Educate, agitate, organise: The Dalit student won’t be silenced
Indian universities’ already creaky record in academics and assimilation has taken another serious beating with the death of Rohith Vemula.analysis Updated: Jan 20, 2016 17:11 IST
Rohith Vemula did say in his letter that no one was responsible for his death, that nobody -- whether friends or enemies -- should be troubled for his death, which was his decision alone.
He talks of his love for writing and nature, science and the stars. But his death has triggered agitation, and organisation. And, hopefully, some education will follow, as Rohith’s icon, Babasaheb Ambedkar said, “Educate, agitate, organise”.
For far too long, Indian universities, especially publicly funded ones, have functioned as safe houses for the privileged -- by caste, class, gender. But as inexorably as time, change has arrived. The glacially slow deepening of democracy in India is now reaching its tipping point and manifesting in the gradual change in the composition of the student body in both universities and professional colleges. Where it used to be as much as 95% Brahmin and upper-caste, now due to the families of the backward classes becoming more aspirational, the demographic dividend, and the Mandal legislation, there has been a slow but steady increase in diversity of these institutions. While the first lot of students from small towns and backward caste, Dalit and Adivasi groups may continue to face systemic oppression and exclusion, there are increasing numbers -- and voices -- of these young people who are no longer willing to take harassment.
For instance, even now, there are specific tables and hostel wings in one corner of the canteens and colleges --including AIIMS and JNU -- which are more or less relegated to the students from the ‘reserved’ category. But in the last six to eight years -- these youngsters are resisting. Small attempts at assertion started on campuses like JNU (Jawaharlal Nehru University), EFLU (English and Foreign Languages University) and Osmania University. They are also more willing to participate in resistance movements and struggles, and assertion of their identities and leaders like Periyar, Ambedkar, Savitribai and Jothirao Phule, etc, since it is they and their people who still experience the brunt of caste, caste, regional, language and gender disadvantage in these spaces. Leading to the issue in the IIT Madras, where the backward class and marginalised students who organised the Ambedkar-Periyar discussion club were penalised and then the action was retracted due to the blowback. There were assertions like the beef festival and Mahishasura celebrations in Osmania and JNU, as well as in University of Hyderabad. Indian academia has not taken kindly to these assertions of the subaltern youths.

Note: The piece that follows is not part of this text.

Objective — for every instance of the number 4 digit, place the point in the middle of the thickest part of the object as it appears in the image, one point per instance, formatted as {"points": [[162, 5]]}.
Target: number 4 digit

In the last couple of years even ABVP, youth wing of the ruling BJP, has responded forcefully against the nascent struggles and assertions of the students in universities and professional colleges, particularly where these assertions uphold values which counter the majoritarian Hindutva ideology--basically militant nationalism laced with a generous dose of Brahminical values and perceived as conflicting with the equalitarian Constitutional values. The authorities have so far forgotten their real stature as upholders of free thought and dissent, and in conformity with their caste behaviors have allowed the HRD Ministry to dictate how such dissent should be suppressed. In the present case, smarting from the humiliation of apologising for and retracting abusive Facebook posts, ABVP approached the higher-ups to punish the five students from the Ambedkar Students Association: fellowships were withheld, and they were banned from entering the hostels and other buildings except their classrooms and labs, sparking criticism that the action smacked of untouchability practices. Their 14-day sleep-in protest in the open on campus culminated in Rohith’s suicide. In his letter dated 18th December to the authorities, he directly states that “they could supply ropes to the students to hang themselves, or serve them with 10 mg of sodium azide…”.
Indian universities’ already creaky record in academics has taken another serious beating. The reservation debate -”why do Dalits need reservation in education and employment after over sixty years?” has just got a fresh case study.
Not just the academy - the higher echelons of the bureaucracy, the professions, the media, the private sector - all these spaces are now changing, and likely to become - for better or for worse - much more diverse than in the past, and the ascendance of the ruling classes and castes is being breached slowly and steadily, increasing scope for friction in the near term. Hence, it is time for those who live in ivory towers and gated and walled palaces to understand that in the best and most just and democratic way possible, there is change afoot. Using young people from disadvantaged communities to fight their battles is not going to work for long. The winds of change are blowing, so society needs to set course for the future so the whole country and especially its youth from the marginalized groups get their place in the sun. The alternative can only be a bitter and protracted power struggle, the outcome of which is a foregone conclusion, given the highly diverse demographics of the population and which our country as a whole - and the ruling classes in particular - can ill afford.
(Cynthia Stephen is a Dalit activist and independent researcher who writes on the intersectionality between caste, gender and religion.)